Affymetrix: Overview & FAQ
Home Services Platforms Affymetrix: Overview & FAQ

As an Authorized Affymetrix Service Provider, the PMGC provides access to the entire suite of Affymetrix cartridge-based GeneChips™. With more than 50 different arrays, covering 30 different species – chances are good you will find an array that can help you with your research project. The PMGC offers services that can work with small quantities of RNA (down to the sub-nanogram level), or even degraded RNA that is typical from FFPE extractions. Regardless of your needs, it is highly likely we have a solution. We will also consult with you prior to the initiation of an experiment, to help design your experiment, to get the maximum impact from your project.


Pricing: Please inquire
Pricing is highly dependent on experimental design - please allow us to help you find the most cost effective solution, take advantage of our complimentary experimental design consultation!
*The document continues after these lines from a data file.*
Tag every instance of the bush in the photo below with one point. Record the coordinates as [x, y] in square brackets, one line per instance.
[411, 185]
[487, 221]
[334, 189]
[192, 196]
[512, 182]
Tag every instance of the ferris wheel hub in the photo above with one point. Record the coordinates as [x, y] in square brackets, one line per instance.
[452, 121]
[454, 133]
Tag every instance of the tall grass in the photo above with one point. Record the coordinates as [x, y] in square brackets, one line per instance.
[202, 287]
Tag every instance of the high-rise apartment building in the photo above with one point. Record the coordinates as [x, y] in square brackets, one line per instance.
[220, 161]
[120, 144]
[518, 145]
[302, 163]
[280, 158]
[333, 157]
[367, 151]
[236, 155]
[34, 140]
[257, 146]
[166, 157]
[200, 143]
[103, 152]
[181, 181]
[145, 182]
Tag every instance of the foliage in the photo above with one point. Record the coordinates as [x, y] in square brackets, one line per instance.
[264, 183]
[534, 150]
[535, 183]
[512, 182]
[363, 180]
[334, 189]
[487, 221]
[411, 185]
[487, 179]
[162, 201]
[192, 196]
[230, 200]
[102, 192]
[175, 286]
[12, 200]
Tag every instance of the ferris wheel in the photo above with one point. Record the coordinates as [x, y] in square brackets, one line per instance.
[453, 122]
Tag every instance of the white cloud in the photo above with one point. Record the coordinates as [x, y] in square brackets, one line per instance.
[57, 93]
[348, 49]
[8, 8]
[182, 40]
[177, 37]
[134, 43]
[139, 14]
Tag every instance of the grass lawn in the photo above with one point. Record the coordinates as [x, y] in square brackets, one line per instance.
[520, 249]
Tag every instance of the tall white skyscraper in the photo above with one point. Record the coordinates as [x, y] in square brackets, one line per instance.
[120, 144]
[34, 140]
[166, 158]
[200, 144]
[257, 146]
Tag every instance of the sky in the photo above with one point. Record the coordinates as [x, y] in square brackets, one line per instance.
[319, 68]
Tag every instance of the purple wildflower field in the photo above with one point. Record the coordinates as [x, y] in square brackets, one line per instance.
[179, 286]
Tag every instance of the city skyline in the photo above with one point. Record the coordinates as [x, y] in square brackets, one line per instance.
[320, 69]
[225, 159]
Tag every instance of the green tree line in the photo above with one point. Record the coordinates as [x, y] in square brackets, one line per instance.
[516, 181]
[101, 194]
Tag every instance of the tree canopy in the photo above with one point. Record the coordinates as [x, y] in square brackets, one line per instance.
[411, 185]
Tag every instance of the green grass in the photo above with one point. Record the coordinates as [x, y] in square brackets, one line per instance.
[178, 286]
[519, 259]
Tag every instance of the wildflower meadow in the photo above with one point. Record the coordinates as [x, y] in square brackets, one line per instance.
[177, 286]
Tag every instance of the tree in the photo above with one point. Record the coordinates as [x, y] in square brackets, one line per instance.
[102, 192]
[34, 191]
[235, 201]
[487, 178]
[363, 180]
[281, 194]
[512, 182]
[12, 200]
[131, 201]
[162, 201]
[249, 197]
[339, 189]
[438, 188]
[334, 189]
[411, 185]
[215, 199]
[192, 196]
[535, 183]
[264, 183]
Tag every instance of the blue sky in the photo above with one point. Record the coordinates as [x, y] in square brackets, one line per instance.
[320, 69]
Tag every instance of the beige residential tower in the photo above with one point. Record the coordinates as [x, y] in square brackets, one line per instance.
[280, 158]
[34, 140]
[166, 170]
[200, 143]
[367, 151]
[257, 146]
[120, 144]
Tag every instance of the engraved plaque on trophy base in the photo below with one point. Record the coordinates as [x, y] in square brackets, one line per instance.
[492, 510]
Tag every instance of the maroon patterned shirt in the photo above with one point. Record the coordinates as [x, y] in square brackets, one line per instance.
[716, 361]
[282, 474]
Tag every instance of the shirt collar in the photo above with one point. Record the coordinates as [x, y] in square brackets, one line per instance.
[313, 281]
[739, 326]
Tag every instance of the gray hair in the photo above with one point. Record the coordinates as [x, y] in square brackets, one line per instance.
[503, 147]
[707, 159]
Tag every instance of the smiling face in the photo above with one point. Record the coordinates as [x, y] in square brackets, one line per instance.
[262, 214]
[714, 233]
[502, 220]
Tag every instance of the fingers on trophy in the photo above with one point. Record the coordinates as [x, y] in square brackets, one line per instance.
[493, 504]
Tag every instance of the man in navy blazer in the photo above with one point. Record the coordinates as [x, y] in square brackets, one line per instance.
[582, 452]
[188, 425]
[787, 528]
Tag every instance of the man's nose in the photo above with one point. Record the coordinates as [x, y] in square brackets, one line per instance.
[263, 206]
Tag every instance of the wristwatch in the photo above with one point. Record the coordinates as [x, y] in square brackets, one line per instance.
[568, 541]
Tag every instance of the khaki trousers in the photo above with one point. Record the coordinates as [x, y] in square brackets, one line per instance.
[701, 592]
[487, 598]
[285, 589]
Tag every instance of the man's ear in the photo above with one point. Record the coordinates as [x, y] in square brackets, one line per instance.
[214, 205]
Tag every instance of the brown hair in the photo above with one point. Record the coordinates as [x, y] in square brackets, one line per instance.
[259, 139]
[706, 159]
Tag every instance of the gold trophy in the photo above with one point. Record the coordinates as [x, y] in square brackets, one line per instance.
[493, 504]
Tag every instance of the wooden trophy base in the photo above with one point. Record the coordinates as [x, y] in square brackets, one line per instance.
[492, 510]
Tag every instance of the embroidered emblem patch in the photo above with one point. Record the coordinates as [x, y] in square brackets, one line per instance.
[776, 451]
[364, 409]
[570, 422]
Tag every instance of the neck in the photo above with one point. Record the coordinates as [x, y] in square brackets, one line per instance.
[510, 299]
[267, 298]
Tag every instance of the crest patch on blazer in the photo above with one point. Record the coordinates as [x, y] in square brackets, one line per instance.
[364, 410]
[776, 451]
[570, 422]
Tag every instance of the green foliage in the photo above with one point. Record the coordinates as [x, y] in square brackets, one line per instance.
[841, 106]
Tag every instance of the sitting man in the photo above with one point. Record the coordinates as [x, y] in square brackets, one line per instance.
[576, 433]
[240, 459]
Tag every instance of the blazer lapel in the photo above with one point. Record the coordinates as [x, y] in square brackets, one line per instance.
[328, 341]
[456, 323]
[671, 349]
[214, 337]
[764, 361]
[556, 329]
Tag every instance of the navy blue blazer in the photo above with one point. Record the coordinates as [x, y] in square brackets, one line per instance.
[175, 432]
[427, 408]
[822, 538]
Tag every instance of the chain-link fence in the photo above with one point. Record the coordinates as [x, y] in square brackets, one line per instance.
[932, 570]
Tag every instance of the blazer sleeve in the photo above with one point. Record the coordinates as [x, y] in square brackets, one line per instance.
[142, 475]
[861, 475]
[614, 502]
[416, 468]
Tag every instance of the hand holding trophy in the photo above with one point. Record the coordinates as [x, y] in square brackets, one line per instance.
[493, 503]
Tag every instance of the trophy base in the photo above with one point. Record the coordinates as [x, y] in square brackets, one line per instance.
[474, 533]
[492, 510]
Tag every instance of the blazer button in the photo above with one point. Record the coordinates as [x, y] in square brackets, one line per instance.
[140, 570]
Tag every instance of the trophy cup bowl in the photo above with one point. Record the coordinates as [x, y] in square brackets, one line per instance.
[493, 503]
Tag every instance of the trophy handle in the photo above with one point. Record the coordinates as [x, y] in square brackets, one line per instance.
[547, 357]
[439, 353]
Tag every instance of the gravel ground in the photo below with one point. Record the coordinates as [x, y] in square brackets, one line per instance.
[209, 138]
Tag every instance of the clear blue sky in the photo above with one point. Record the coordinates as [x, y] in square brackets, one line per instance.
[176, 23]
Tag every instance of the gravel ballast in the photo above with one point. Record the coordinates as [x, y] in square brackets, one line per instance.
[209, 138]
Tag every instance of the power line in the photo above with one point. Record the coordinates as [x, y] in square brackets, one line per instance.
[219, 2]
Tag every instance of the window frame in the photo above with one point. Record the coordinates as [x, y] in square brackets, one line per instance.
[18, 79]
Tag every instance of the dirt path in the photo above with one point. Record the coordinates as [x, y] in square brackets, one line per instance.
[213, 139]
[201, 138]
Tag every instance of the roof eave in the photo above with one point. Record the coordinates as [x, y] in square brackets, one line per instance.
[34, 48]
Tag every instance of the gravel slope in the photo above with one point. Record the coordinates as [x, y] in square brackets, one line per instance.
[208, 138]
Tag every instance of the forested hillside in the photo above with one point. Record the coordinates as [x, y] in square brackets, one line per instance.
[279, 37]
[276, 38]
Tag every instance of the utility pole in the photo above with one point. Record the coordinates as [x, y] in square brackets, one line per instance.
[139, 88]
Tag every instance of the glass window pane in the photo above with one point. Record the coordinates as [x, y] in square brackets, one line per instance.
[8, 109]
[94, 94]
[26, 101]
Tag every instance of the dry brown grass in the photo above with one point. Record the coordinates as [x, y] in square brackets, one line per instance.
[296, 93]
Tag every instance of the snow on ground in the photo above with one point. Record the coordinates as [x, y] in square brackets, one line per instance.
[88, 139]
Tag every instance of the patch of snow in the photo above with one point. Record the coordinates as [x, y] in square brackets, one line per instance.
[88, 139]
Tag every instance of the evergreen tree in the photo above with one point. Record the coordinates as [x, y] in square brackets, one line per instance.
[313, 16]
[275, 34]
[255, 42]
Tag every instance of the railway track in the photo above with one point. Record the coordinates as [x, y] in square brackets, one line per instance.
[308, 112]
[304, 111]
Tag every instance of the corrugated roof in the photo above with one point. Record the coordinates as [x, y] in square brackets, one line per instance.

Affymetrix Service Coordinator: Gurbaksh Basi

Quick Questions:

Show all Hide all

Where can I find more information about Affy GeneChip® content?

The PMGC has developed a powerful tool (ArrayTrans) to allow for researchers to easily search for genes or probes represented on Affymetrix (and other platforms) human and mouse arrays. For additional information about the content of Affymetrix GeneChips®, including species other than human and mouse, please visit Affymetrix website at the NetAffx Analysis Center.

How much total RNA (or DNA) is required for an Affymetrix GeneChip®?

The amount of material required depends on the application. For example, the standard protocol for Affymetrix 3’ IVT arrays requires 100 ng of total RNA, but by using one of the NuGen amplification kits we can reduce the input requirement to below 1 ng. Please refer to the specific pages for Gene Expression, miRNA, or SNP profiling for more accurate guidelines on sample requirements.

What is the difference between the standard Affymetrix and NuGen amplification methods?

Affymetrix’s standard protocol uses an in vitro transcription (IVT) reaction to perform a linear amplification, starting with 100 ng of total RNA. For some applications, obtaining even 100 ng of total RNA can be a challenge. In these cases we turn to the NuGen product line, such as Ovation® Amp V2 or Ovation® WT Pico, which allow us to work with as little as 500 pg of total RNA. This method is more costly but offers a robust solution for low input RNA.

What are my options if I have degraded RNA such as that obtained from FFPE extractions?

We have had good success with degraded RNA using the Ovation® FFPE WTA System from NuGen. For this method, 50 ng of total RNA is required. For human samples, you may also want to check out the Illumina DASL arrays.

Is the performance of the arrays impacted by the RNA isolation technique/kit used?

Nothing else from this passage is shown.